Ouabain (Octahydrate)

Ouabain Octahydrate is an inhibitor of Na⁺/K⁺-ATPase, used for the treatment of congestive heart failure. In Vitro: Ouabain (100 μM) induces NLRP3 inflammasome activation and IL-1β release in macrophages. Ouabain-induced NLRP3 inflammasome activation is mediated through K⁺ efflux^[1]. Ouabain (3 nM) alters the expression of EMT markers in NHK and ADPKD cells, and modifies cell-cell adhesion properties in ADPKD. Moreover, ouabain enhances migration of ADPKD cells, selectively modulates tight junctions, and modulates adherens junctions in ADPKD cells in a selective manner. Ouabain also activates TGFβ-Smad3 signaling, alters TER in ADPKD cells^[2]. Ouabain (25, 50 or 100 nM) treatment significantly reduces cell proliferation and viability in Raji cells in a dose-dependent manner, with IC₅₀ of 76.48±4.03 nM. Ouabain increases the number of apoptotic cells, induces autophagy, and upregulates Beclin-1 in Raji cells^[4]. In Vivo: Ouabain (3 mg/kg) significantly decreases cardiac contractile force with an enlarged LVESD when mice are primed with LPS. IL-1β deficiency attenuates ouabain-induced cardiac dysfunction and injury.

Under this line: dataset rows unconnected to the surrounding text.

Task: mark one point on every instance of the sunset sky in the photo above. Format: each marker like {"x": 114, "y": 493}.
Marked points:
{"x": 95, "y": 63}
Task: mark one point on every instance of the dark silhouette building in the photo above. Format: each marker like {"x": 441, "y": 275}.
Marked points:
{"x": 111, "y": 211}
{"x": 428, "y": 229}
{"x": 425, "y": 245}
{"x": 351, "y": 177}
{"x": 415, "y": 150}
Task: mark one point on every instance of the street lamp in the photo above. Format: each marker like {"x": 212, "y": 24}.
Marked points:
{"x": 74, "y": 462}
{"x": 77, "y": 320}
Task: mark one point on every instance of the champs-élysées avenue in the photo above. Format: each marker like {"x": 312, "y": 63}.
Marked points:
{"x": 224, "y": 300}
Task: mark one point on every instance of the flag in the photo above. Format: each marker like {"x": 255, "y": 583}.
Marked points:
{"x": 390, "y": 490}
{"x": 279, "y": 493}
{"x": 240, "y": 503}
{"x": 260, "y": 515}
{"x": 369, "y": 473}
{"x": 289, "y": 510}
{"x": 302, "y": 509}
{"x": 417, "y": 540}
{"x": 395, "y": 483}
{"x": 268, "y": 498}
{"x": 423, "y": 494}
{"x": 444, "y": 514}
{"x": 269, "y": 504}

IL-1β secreted by infiltrated macrophages contributes to ouabain-induced cardiac inflammation. Deficiency of NLRP3 and Casp1 attenuates ouabain-induced cardiac dysfunction and macrophage infiltration^[1]. Ouabain (30 µg/kg, i.p.) modulates ABCB1 activity in thymocytes of Wistar rats and it has the same effect on Swiss mice at 300 µg/kg. After 14 days of ouabain treatment, the MAP of rats is significantly elevated^[3].